Le monarque, accompagné de sa tristesse, dit alors ces paroles: «Que l'on me conduise au plus tôt dans l'appartement de Kâauçalyâ, mère de mon fils Râma!»

À ces mots, ceux qui avaient la surveillance des portes mènent le roi dans la chambre de Kâauçalyâ; et là, à peine entré, il monta sur la couche, où la douleur agita son âme. Là encore il se lamenta pitoyablement à haute voix, désolé, torturé de chagrin et levant ses bras au ciel: «Hélas! disait-il; hélas! enfant de Raghou, tu m'abandonnes!... Heureux vivront alors ces hommes favorisés, qui te verront, mon fils, revenu des bois, à la fin du temps fixé par ton arrêt! mais, hélas! moi, je ne te verrai pas!...

«Bonne Kâauçalyâ, touche-moi de ta main; car ma vue a suivi Râma, et n'est pas revenue encore à l'instant même.»

La reine jeta les yeux sur le monarque, abattu dans ce lit, d'où sa pensée ne cessait de suivre son bien-aimé Râma: elle entra dans cette couche, près de son époux, elle, de qui la douleur avait tourmenté les formes, et, poussant de longs soupirs, elle éclata en lamentations d'une manière pitoyable.


Les hommes les plus affectionnés à Râma suivirent ce héros, qui, magnanime et fort comme la vérité, s'avançait vers les bois qu'il devait habiter. Quand le monarque tout-puissant retourna sur ses pas avec la foule de ses amis, ceux-là n'étaient point revenus; ils continuèrent d'accompagner Râma dans sa route.

Râma, le devoir en personne, promenant sur eux ses regards et buvant de ses yeux, pour ainsi dire, l'amour de ces fidèles sujets, Râma leur tint ce langage, comme si tous ils eussent été ses propres fils: «Faites maintenant reposer entièrement sur la tête de Bharata, pour l'amour de moi, habitants d'Ayodhyâ, l'attachement et l'estime que vous avez mis en ma personne.
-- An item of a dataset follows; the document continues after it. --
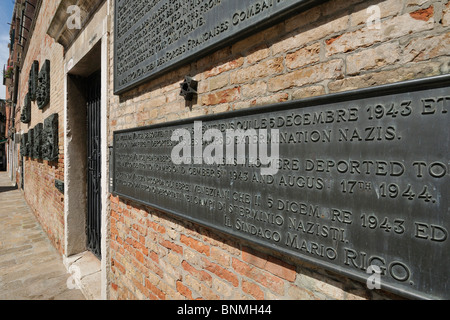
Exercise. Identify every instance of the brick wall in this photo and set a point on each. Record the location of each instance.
(324, 50)
(45, 200)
Dans un âge où l'on est encore enfant, il est avancé dans la science; il est toujours aimable à ses amis, il est plein de courage, il est audacieux même, et cependant sa bouche n'a pour tous que des mots agréables.»

Ces peuples des villes et des campagnes, malheureux et baignés de larmes, Râma, avec le fils de Soumitrâ, les entraînait derrière lui, enchaînés par ses vertus.
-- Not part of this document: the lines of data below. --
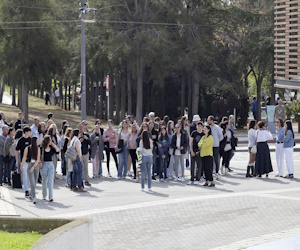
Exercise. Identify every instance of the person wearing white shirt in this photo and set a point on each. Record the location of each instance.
(263, 164)
(34, 127)
(251, 143)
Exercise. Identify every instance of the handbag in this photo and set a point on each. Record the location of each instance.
(71, 153)
(227, 147)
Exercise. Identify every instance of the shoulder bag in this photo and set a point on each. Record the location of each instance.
(71, 152)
Ensuite le noble prince, ayant décidé qu'on ferait une halte sur le rivage de la Tamasâ, porta ses regards sur la rivière et dit ces paroles au fils de Soumitrâ: «Voici près d'arriver, mon beau Lakshmana, la première nuit de notre habitation au milieu des forêts. Que la félicité descende sur toi! Ne veuille pas te désoler! Vois! partout les forêts vides pleurent, pour ainsi dire, abandonnées par les oiseaux et les gazelles, retirés dans leurs noires demeures. Fils de Soumitrâ, demeurons cette nuit où nous sommes avec ceux qui nous suivent. En effet, ce lieu-ci me plaît dans ses différentes espèces de fruits sauvages.»

Après ces mots adressés au Soumitride, le noble exilé dit à Soumantra même: «Soigne tes chevaux, mon ami, sans rien négliger.»